Ils étaient assis dans un ouklo du palais – un énorme carrosse doré, garni de sièges confortables couleur pourpre. Le véhicule flottait à altitude toujours égale et à vitesse réduite. Autour, des hommes casqués, en armure, sur leurs flotteurs individuels, concentrés sur leur tâche : s’assurer que les bannis quittaient effectivement le Royaume.

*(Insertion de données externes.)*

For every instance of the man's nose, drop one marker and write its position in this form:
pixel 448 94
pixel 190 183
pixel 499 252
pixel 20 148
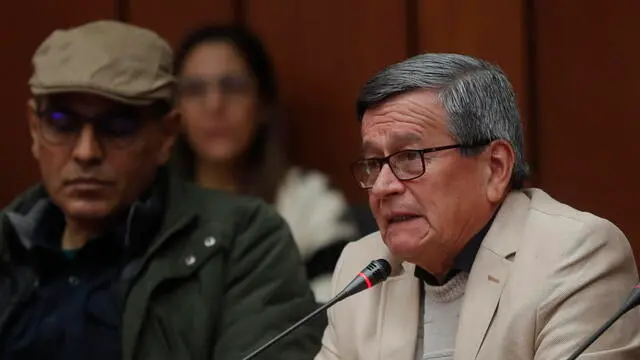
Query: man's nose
pixel 386 183
pixel 88 149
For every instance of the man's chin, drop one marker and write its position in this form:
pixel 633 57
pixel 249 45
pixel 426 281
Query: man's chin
pixel 88 210
pixel 404 245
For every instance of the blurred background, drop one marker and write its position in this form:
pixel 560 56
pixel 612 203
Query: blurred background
pixel 572 63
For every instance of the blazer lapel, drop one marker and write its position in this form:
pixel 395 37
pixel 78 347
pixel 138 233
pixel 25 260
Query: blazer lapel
pixel 489 275
pixel 482 295
pixel 399 316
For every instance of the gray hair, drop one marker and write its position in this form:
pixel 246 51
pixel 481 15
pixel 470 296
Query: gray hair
pixel 477 96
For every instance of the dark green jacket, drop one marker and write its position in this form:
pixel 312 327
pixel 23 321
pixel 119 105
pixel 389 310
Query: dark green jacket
pixel 222 276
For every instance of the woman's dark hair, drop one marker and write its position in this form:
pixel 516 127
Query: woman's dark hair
pixel 265 162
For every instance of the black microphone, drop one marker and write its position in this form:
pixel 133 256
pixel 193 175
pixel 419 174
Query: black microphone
pixel 632 302
pixel 376 272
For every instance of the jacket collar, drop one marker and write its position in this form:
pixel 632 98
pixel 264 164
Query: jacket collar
pixel 489 274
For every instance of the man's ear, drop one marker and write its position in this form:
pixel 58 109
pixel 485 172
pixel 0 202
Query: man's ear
pixel 170 129
pixel 34 123
pixel 501 164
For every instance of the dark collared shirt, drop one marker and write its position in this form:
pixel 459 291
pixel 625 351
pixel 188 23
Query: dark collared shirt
pixel 75 310
pixel 462 262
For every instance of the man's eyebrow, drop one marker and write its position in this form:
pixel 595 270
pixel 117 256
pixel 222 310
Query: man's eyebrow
pixel 404 138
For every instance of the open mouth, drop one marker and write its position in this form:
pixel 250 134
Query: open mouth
pixel 403 218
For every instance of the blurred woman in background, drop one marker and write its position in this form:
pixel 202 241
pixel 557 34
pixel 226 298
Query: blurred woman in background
pixel 228 102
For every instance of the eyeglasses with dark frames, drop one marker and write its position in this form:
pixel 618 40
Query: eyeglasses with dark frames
pixel 405 164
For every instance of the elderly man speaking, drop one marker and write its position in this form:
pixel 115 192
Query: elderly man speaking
pixel 490 270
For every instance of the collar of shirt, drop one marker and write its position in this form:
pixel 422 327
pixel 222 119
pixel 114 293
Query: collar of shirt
pixel 463 261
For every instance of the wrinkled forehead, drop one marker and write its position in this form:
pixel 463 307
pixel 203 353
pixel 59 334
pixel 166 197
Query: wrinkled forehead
pixel 410 119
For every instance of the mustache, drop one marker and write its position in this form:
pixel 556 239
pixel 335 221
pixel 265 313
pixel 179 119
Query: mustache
pixel 104 180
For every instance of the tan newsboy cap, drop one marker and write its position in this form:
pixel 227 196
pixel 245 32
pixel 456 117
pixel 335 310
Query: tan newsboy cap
pixel 120 61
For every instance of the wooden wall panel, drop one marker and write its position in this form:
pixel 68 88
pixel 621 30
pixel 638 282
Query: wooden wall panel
pixel 588 106
pixel 172 19
pixel 494 30
pixel 324 51
pixel 22 29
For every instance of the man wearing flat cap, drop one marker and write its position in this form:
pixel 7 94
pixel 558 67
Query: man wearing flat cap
pixel 113 258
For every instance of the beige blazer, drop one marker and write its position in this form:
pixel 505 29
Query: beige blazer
pixel 545 277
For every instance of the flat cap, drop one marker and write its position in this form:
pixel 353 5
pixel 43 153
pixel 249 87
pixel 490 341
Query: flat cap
pixel 116 60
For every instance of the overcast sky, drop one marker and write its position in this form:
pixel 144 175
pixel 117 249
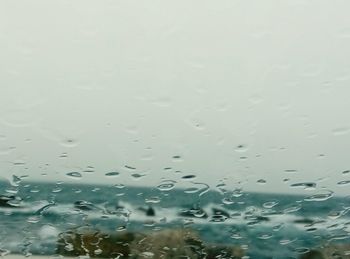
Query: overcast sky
pixel 241 91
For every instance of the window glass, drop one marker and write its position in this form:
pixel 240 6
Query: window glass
pixel 175 129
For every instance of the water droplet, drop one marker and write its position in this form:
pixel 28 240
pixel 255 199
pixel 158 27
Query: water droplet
pixel 64 155
pixel 290 171
pixel 166 186
pixel 305 185
pixel 265 236
pixel 270 204
pixel 241 148
pixel 7 150
pixel 119 186
pixel 130 167
pixel 188 177
pixel 19 163
pixel 346 172
pixel 340 131
pixel 112 174
pixel 137 176
pixel 291 209
pixel 191 190
pixel 322 196
pixel 227 201
pixel 344 182
pixel 177 158
pixel 154 199
pixel 69 143
pixel 74 175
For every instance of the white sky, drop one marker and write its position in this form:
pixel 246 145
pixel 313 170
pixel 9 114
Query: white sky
pixel 138 82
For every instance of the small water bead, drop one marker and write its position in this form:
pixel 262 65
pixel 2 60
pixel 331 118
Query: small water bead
pixel 119 186
pixel 70 143
pixel 166 186
pixel 265 236
pixel 74 175
pixel 191 190
pixel 342 183
pixel 320 196
pixel 227 201
pixel 154 199
pixel 137 176
pixel 188 177
pixel 241 148
pixel 306 185
pixel 270 204
pixel 130 167
pixel 292 209
pixel 89 170
pixel 63 155
pixel 112 174
pixel 346 172
pixel 291 171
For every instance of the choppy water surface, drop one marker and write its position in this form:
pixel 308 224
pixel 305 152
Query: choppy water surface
pixel 264 225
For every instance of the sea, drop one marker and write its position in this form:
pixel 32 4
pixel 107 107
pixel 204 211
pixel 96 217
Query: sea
pixel 33 214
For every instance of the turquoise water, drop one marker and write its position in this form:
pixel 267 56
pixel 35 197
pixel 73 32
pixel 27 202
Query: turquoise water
pixel 266 225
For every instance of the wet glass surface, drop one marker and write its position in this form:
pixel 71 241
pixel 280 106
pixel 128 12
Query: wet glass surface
pixel 185 129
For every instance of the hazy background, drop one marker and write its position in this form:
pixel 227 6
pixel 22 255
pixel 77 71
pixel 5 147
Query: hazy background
pixel 240 92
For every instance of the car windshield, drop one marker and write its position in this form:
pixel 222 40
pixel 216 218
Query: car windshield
pixel 175 129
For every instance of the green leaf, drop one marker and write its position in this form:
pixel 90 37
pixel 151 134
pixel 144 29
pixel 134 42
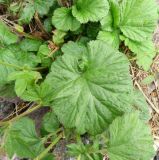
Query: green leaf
pixel 44 50
pixel 23 79
pixel 48 24
pixel 30 44
pixel 148 80
pixel 74 49
pixel 138 19
pixel 145 52
pixel 58 37
pixel 92 30
pixel 130 138
pixel 111 38
pixel 27 14
pixel 24 58
pixel 88 10
pixel 49 157
pixel 38 93
pixel 141 105
pixel 43 7
pixel 64 20
pixel 6 36
pixel 43 55
pixel 7 91
pixel 110 32
pixel 22 141
pixel 12 58
pixel 6 56
pixel 50 122
pixel 89 95
pixel 85 152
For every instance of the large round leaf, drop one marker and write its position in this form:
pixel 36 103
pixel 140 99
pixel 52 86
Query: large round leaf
pixel 91 87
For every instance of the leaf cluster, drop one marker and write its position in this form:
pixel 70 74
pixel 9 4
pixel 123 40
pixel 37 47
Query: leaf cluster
pixel 78 69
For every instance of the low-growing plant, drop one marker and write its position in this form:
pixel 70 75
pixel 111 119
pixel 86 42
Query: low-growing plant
pixel 81 72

— Vous êtes déjà allés à la frontière Haleklind ? demanda M. Fogarty.
— Moi, oui, annonça Pyrgus, le visage tourné vers la fenêtre. J’y ai vécu quelque temps.
— C’est comment ?
— Vallonné. Rocailleux. Aride. Pas très accueillant. Il y a des troglodytes.
— Des quoi ? grogna Bleu.
— Des gens qui vivent dans des grottes, traduisit le Prince. Mon père s’entendait bien avec leurs chefs. Ils devraient nous offrir un endroit confortable où nous installer.
— On ne restera pas, prévint sa sœur.
— Non. Bien sûr que non…
— Qui gouverne ? voulut savoir M. Fogarty.
— La Maison des Halek. Il n’y en a pas d’autre, là-bas.
— Ils nous aideront à reprendre le pouvoir ?
— Hum, j’en doute, murmura Pyrgus. Dans tous les cas, ils ne feraient pas le poids face à l’Armée impériale.
— Ils vivent dans un trou perdu, expliqua Bleu. C’est pourquoi mon père n’a jamais pris la peine de les intégrer au Royaume. Ils n’en valent pas la peine.
— Pourquoi es-tu allé là-bas, Pyrgus ? s’étonna M. Fogarty.
— Je voulais me fabriquer un couteau halek, répondit l’intéressé. Une arme qui tue à tous les coups.
— Tu ne pouvais pas en acheter un ?
— Je n’avais pas assez d’argent. En plus, les Haleks mettent des siècles à en fabriquer un. Sans parler de leurs sorciers : ils sont les meilleurs, mais ils n’aiment pas se dépêcher. Et s’ils sentent que tu es pressé, ou si tu as le malheur de les bousculer, ils ralentissent.
— Mais ils pourraient nous aider ?
— Les sorciers ? Oui. Ils sont très puissants. Il suffirait qu’on leur propose un plan…
M. Fogarty opina, puis s’enfonça dans son fauteuil et ferma les yeux.